Between those with smug security because they don’t eat pork, to those who brag that fear fatigue from 8 years of color-coded panic has desensitized them to any threat, we’ve got a crucible that could concentrate this possible pandemic instead of prepare us for it.

barryfluThere are lots of reasons to read Barry’s book. Even if this flu mutates into mild in the next few days or weeks (which is at least as possible as a pandemic), The Great Influenza tells far more than the story of virii. It describes how the allopaths rose to power in world medicine, and the abysmal state of medical schools and medical research in the United States in the late 19th and early 20th century.

But it concentrates on the many diverse factors that came together to make the Spanish Flu pandemic of 1918-1920 the deadliest plague in recent history. WWI moved mass populations and housed them in close quarters.  These were often people who had no history of travel and therefore little or no exposure to a wide range of virii. This was the powderkeg but a chance mutation was the spark.

In all these intervening years with all our gained knowledge we have also been filling up a new powderkeg. Though most have much greater general immunities, some of our population does not. Our international globetrotting on jets may more than overcome our increased immunity.

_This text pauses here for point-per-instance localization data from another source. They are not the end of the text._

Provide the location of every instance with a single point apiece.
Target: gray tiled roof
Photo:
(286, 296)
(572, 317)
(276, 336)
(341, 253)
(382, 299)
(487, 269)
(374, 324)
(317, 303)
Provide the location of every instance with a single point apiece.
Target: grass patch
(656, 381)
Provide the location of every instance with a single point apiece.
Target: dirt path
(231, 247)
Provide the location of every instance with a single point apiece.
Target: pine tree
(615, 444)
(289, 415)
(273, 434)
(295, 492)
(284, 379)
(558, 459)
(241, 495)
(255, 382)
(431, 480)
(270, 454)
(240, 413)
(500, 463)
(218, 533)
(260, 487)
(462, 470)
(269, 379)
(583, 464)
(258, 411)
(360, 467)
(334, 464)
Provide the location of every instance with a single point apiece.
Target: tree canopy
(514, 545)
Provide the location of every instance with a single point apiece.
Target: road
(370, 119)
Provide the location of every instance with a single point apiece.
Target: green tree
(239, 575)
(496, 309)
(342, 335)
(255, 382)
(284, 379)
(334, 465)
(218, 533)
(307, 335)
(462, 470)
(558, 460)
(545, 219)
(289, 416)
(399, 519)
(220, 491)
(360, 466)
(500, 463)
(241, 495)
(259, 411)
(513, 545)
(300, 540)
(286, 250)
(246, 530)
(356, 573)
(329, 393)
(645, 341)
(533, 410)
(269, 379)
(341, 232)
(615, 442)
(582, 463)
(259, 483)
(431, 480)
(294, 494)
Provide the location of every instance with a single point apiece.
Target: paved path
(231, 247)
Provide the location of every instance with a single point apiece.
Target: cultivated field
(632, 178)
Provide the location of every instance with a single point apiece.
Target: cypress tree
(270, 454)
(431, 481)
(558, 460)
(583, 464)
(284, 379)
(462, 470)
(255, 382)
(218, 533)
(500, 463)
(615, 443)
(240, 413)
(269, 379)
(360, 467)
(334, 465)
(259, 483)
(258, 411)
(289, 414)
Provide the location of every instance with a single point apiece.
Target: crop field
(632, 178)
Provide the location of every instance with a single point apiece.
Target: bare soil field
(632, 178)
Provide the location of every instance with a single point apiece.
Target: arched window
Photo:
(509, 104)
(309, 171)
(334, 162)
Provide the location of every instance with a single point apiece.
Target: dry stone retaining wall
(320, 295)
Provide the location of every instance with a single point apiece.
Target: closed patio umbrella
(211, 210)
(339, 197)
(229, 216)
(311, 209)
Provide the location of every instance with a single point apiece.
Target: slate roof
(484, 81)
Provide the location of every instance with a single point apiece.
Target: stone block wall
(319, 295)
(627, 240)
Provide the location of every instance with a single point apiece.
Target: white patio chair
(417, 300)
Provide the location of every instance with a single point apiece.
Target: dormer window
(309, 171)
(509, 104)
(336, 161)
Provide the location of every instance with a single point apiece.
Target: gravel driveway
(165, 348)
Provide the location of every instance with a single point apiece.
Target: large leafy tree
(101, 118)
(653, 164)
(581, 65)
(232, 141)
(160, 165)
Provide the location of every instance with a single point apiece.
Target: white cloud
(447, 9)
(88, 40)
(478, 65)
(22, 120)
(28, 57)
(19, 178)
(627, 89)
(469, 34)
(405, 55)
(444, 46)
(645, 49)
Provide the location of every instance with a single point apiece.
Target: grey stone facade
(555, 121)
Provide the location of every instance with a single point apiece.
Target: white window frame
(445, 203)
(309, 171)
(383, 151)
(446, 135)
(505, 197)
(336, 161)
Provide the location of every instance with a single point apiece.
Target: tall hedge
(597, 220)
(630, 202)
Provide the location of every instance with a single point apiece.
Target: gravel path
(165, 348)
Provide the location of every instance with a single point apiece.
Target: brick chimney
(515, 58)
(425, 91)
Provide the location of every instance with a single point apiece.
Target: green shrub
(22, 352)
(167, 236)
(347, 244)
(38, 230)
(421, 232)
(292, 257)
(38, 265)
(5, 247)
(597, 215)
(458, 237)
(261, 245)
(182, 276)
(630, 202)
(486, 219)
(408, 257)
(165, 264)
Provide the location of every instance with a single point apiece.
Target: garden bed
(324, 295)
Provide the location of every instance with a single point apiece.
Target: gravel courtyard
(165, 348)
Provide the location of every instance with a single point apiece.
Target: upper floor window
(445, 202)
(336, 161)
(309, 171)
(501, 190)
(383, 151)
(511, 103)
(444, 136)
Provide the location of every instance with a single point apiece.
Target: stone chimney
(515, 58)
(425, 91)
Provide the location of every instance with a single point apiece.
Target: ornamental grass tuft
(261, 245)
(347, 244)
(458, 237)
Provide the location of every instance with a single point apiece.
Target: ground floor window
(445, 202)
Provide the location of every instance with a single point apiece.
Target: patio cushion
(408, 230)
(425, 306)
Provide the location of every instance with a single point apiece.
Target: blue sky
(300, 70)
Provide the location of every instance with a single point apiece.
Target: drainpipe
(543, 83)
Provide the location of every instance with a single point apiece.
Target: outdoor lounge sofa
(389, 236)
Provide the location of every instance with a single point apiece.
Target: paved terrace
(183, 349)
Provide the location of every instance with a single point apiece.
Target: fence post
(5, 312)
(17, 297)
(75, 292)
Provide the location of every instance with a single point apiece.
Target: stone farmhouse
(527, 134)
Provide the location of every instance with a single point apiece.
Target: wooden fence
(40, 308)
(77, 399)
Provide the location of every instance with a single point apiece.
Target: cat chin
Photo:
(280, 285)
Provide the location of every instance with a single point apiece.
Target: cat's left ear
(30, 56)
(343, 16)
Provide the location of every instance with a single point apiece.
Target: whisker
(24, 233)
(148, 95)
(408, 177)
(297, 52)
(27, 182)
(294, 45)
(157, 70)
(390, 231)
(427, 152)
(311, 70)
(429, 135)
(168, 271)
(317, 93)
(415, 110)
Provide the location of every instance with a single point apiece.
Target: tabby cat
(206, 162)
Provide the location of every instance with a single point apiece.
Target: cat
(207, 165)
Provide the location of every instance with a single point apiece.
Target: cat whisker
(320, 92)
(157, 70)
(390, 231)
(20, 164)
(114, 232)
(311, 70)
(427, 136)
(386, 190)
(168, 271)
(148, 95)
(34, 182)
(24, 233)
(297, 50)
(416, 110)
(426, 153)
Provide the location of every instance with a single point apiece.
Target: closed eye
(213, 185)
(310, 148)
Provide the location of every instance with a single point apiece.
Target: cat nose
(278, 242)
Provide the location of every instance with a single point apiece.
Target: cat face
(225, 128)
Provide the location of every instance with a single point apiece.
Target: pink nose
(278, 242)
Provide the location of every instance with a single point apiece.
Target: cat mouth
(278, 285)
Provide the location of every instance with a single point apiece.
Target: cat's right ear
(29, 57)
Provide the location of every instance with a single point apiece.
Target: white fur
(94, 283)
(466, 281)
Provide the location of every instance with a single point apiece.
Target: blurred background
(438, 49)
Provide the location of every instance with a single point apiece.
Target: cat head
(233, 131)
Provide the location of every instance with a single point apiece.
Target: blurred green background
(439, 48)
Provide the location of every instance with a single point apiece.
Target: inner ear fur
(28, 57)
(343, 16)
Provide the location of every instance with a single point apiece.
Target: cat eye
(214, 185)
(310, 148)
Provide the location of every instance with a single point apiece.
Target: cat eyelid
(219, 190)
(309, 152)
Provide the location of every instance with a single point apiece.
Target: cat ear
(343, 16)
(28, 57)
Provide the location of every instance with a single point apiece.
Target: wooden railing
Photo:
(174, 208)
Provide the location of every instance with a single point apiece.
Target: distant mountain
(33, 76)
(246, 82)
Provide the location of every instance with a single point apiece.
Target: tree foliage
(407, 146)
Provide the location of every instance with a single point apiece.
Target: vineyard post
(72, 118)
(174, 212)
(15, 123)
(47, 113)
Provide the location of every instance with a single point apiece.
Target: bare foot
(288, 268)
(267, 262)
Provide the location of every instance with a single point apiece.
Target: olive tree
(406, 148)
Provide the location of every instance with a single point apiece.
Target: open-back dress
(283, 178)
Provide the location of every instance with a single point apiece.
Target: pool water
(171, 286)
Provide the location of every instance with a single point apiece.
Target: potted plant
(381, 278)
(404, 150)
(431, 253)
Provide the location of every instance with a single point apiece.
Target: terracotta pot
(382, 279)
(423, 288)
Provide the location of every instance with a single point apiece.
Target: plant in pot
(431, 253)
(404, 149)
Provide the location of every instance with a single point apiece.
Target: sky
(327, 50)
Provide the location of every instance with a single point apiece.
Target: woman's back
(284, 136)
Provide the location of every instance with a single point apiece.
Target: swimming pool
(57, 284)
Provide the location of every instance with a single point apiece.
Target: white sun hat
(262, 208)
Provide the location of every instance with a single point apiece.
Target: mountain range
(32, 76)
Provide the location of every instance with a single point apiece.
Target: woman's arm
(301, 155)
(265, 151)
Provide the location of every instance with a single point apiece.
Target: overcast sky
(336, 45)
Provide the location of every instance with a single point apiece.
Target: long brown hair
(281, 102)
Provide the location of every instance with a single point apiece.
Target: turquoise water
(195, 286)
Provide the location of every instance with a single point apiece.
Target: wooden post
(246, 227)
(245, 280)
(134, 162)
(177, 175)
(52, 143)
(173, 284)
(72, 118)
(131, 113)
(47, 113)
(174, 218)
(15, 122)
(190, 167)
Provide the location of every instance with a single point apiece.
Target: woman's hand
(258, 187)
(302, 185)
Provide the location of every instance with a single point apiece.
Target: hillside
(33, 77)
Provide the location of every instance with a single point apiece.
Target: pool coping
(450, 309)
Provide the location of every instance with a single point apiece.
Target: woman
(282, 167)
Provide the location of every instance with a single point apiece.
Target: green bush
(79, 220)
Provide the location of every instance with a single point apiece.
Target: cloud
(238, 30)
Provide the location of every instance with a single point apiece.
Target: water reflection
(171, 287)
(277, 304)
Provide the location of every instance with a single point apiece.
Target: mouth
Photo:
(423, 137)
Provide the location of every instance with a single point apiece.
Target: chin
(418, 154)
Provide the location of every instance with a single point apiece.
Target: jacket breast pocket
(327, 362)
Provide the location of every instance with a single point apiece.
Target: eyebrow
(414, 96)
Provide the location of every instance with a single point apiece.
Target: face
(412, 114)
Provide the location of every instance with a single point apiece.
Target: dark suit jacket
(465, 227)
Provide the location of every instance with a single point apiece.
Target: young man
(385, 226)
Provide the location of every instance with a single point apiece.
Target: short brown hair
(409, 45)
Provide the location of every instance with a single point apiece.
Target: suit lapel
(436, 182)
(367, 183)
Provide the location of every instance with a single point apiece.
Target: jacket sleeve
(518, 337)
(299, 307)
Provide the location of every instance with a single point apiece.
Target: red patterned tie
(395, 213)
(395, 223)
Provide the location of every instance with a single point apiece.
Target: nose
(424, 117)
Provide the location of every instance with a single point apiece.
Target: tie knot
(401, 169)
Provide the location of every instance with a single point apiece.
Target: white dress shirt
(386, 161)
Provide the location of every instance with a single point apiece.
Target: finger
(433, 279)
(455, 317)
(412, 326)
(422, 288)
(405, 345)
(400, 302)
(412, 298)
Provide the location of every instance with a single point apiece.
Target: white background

But in many ways we’re far better prepared. We have an international media presence that can warn a public in minutes that used to take weeks or months, along with this we also have an international well of gossip and misinformation that travels at the speed of light. If this is in fact a pandemic, we may have to deal with fear broadcast by people who believe swine flu comes from bacon, or that a neighbor’s cough is an act of domestic terrorism.

As we’ve recently seen, Twitter and similar social media can be nothing more than a giant international mood swing or a great force for good, especially when wielded by people whose <140 is backed up by the shared knowledge we’ve gained in the four pandemics we’ve suffered in the last 110 years.